Siccità, l’Adige ai minimi storici: “Non si era mai visto un livello così basso del fiume”
È ai minimi storici la portata del fiume Adige. Gli abitanti di Trento lo guardano increduli mentre incalzano le ciclabili che lo percorrono ai lati. "Non si era mai visto un livello così basso del fiume", ci spiega il Presidente di Legambiente Andrea Pugliese, "poi è chiaro, possono esserci tante concause come i rilasci delle dighe ma sicuramente così basso non credo sia mai stato visto".
Sofferente e debole il corso del fiume Adige: "Gli effetti dei cambiamenti climatici che sembravano una cosa lontana, li stiamo ormai vedendo proprio tutti gli anni anche qui. Temperature molto alte d'estate, mancanza di piogge per mesi in tutto il nord Italia, sono tutti fenomeno che non si registravano nell'arco di un centinaio di anni".
"Tutto questo ha un effetto sulle nostre vite", continua il Presidente di Legambiente Trento, "ed ora che è in discussione la strategia per far rispettare la transizione ecologica dobbiamo cercare di non dimenticarci che questa è una grandissima emergenza e più aspettiamo e titubiamo, peggio è".
A fare da spalla ad Andrea Pugliese, c'è anche l'idrobiologo ed ecologo fluiviale Maurizio Siligardi: "L'Adige è basso, non piove, impervia la siccità, dobbiamo cambiare immediatamente strategia per cercare di trattenere l'acqua il più possibile". Parla con concretezza e visione proponendo una strategia mini-invasiva per trattenere l'oro blu. "Fino ad ora si è sempre pensato di trattenere l'acqua mediante dei grandi bacini", spiega Maurizio Siligardi, "ma non è sufficiente perché questi bacini sono esauribili e bisogna riempirli. Se non piove, non si riempiono. Bisogna cambiare paradigma".

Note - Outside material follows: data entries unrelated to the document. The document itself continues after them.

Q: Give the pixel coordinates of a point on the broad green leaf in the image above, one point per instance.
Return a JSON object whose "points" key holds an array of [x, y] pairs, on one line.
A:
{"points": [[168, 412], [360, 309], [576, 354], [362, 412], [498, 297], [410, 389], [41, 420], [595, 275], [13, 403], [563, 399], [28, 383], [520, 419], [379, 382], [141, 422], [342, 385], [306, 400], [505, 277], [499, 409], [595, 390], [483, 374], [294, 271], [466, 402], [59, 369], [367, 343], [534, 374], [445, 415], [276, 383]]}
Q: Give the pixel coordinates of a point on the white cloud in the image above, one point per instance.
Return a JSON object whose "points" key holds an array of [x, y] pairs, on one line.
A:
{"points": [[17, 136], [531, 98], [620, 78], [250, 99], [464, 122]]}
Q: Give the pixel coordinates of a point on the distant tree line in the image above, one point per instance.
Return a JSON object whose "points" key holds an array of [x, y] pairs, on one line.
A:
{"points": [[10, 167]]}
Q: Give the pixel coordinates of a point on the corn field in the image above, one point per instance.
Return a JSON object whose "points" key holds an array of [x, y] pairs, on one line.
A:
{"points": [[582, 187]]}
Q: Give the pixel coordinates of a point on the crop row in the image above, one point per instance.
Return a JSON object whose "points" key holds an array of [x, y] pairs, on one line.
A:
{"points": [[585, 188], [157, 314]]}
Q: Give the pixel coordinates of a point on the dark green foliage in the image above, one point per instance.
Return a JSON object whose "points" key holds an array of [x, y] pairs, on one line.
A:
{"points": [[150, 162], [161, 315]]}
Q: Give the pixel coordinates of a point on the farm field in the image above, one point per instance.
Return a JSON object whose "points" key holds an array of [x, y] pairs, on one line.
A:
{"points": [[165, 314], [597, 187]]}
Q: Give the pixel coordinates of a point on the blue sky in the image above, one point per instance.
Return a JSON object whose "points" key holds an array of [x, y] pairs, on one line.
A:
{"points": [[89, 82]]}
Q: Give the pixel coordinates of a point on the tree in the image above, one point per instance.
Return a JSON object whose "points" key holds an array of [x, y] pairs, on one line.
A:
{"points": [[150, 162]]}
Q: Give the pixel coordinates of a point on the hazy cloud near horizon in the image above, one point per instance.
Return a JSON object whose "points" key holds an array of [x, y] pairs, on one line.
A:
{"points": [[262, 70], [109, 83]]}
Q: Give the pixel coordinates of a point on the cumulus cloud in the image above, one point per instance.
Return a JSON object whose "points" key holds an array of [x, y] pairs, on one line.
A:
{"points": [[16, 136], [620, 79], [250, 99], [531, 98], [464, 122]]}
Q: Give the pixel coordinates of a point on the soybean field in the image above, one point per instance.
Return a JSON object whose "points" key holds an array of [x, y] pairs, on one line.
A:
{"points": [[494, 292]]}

Come provare a salvare i fiumi del nord-est e gli ecosistemi? "L'acqua deve restare. Si deve infiltrare nel terreno e restare a disposizione nelle falde. Si facciano degli arginelli, due metri quadri di pozze artificiali per il ristagno dell'acqua, nel territorio, nei boschi, ma non uno: mille, diecimila, solo così potremo far infiltrare l'acqua nel terreno e trattenerla più a lungo per poi utilizzarla". Altrimenti, secondo l'idrobiologo Maurizio Siligardi, il rischio è sempre quello: "che scorra via veloce e non resti a disposizione. Se continuiamo a fare opere di velocizzazione dell'acqua, non riusciremo ad usufruirne".